Key Experimental Results¶
Main Results¶
| Method | Data Source | EM | F1 | Acc |
|---|---|---|---|---|
| Direct RAG (Shallow Retrieval) | Search Engine Homepage | 18.2 | 32.5 | 24.1 |
| BM25 + RAG | Search Engine Pages | 21.3 | 35.8 | 27.0 |
| WebWalker + RAG (GPT-4o) | Deep Subpages | 33.5 | 48.7 | 39.2 |
| WebWalker + RAG (Qwen-Max) | Deep Subpages | 29.1 | 43.2 | 35.8 |
| Human Performance | - | 72.8 | 85.3 | 78.6 |
Ablation Study¶
| Configuration | EM | F1 | Description |
|---|---|---|---|
| Full WebWalker | 33.5 | 48.7 | Full model |
| w/o Critic Agent | 27.8 | 41.3 | Exploration efficiency drops without the Critic Agent |
| w/o Vertical Traversal | 28.9 | 42.1 | Only horizontal traversal; deep information is missed |
| w/o Horizontal Traversal | 30.2 | 44.5 | Only vertical traversal; coverage is insufficient |
| Fixed Traversal Depth = 2 | 31.1 | 45.6 | The impact of limiting the maximum depth |
Key Findings¶
- The introduction of the Critic Agent contributes the most (+5.7 EM), demonstrating that targeted exploration is much more effective than blind traversal.
- Both horizontal and vertical traversals are indispensable, but vertical traversal has a larger impact on overall performance since many answers are hidden within deep subpages.
- The WebWalkerQA benchmark is highly challenging: even WebWalker powered by GPT-4o exhibits a huge gap compared to human performance (a difference of 39.3 in EM), indicating substantial room for improvement in deep web information retrieval.
- Performance varies significantly when using different LLMs as backbones, showing that web navigation capability is highly dependent on the instruction-following and reasoning abilities of the models.
Highlights & Insights¶
- The Explore-Critic paradigm is highly intuitive and effective—decomposing information gathering into two distinct roles of "exploration" and "criticism," and gradually approaching a comprehensive answer through iterative feedback. This design can be transferred to any scenario requiring multi-step information gathering (e.g., document analysis, code repository understanding).
- WebWalkerQA benchmark fills the gap: There was previously a lack of datasets specifically designed to evaluate the web traversal capabilities of LLMs. This benchmark is built upon real websites, and the questions require deep-level navigation to be answered.
- Inspiration from the integrated horizontal-vertical strategy: Complex information retrieval should not search along only one dimension but should flexibly adjust the search strategy based on task requirements.
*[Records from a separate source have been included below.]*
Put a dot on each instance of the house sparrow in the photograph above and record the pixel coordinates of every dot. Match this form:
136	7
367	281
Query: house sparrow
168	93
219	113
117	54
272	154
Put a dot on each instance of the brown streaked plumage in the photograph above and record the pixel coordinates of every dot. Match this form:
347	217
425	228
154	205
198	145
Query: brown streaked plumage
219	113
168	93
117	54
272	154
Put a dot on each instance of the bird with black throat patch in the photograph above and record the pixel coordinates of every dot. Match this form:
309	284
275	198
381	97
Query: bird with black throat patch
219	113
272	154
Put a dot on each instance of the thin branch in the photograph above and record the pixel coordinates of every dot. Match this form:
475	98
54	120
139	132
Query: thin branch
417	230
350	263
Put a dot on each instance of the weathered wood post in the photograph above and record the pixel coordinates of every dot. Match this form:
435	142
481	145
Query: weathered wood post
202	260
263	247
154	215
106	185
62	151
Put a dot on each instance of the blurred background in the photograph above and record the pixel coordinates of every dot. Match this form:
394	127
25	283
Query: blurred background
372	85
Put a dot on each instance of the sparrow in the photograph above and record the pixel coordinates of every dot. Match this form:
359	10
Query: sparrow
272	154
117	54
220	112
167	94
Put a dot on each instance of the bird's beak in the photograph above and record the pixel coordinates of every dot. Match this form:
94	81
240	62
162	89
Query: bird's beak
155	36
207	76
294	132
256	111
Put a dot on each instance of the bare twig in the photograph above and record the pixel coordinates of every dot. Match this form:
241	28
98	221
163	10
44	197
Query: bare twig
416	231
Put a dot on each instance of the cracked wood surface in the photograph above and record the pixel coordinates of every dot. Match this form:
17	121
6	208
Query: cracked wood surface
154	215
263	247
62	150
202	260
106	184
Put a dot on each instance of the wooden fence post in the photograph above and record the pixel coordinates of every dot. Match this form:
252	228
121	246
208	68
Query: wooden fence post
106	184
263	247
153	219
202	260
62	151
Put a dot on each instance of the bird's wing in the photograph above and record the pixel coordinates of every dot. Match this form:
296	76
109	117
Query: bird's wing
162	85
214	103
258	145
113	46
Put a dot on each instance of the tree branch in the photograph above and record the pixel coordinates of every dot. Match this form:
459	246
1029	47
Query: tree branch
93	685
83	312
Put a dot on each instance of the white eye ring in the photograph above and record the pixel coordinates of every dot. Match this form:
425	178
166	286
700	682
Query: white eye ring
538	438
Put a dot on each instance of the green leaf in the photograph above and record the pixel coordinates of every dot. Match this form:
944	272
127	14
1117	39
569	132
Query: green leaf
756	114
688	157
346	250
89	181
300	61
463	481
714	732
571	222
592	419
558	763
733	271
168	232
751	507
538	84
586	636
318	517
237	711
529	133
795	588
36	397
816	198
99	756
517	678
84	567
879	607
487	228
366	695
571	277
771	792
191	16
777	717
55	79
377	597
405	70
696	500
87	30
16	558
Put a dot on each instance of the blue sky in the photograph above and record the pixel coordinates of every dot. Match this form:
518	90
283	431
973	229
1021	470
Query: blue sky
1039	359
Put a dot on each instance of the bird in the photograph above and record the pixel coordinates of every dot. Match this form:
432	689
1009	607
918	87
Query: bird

Limitations & Future Work¶
- The current evaluation only covers English websites, with web structures and language diversity not yet fully considered.
- The Explorer relies on HTML parsing to retrieve links and content, which might fail to parse correctly on highly dynamic (JS-rendered) webpages.
- Traversal efficiency still has room for improvement—each page visit requires an LLM inference call, resulting in significant computational overhead when traversal depth is large.
- The human-machine gap remains massive (~40 points difference in EM), indicating that the capabilities of current LLMs on complex web navigation tasks are far from mature.
Related Work & Insights¶
- vs WebGPT: WebGPT also attempts to let LLMs browse the web, but it focuses more on search engine interactions rather than deep website traversal. The key difference of WebWalker lies in its emphasis on the systematic traversal of multi-level subpages.
- vs ReAct Agent: ReAct is a general reasoning-acting framework. WebWalker can be viewed as a concrete instantiation of ReAct in the web traversal scenario, with an added Critic mechanism to control the exploration process.
- vs MRAG / Auto-RAG: These methods focus on multi-turn retrieval in RAG systems, but their information sources are still limited to search engine results. In contrast, WebWalker's information source is the complete subpage structure of a website.
Rating¶
- Novelty: ⭐⭐⭐⭐ Deep web traversal is an important but overlooked direction, and the Explore-Critic paradigm design is highly reasonable.
- Experimental Thoroughness: ⭐⭐⭐⭐ The WebWalkerQA benchmark is solidly constructed, and the comparison across multiple models and configurations is comprehensive.
- Writing Quality: ⭐⭐⭐⭐ Clear motivation and intuitive methodology description.
- Value: ⭐⭐⭐⭐ The benchmark dataset and framework hold significant reference value for subsequent Web Agent research.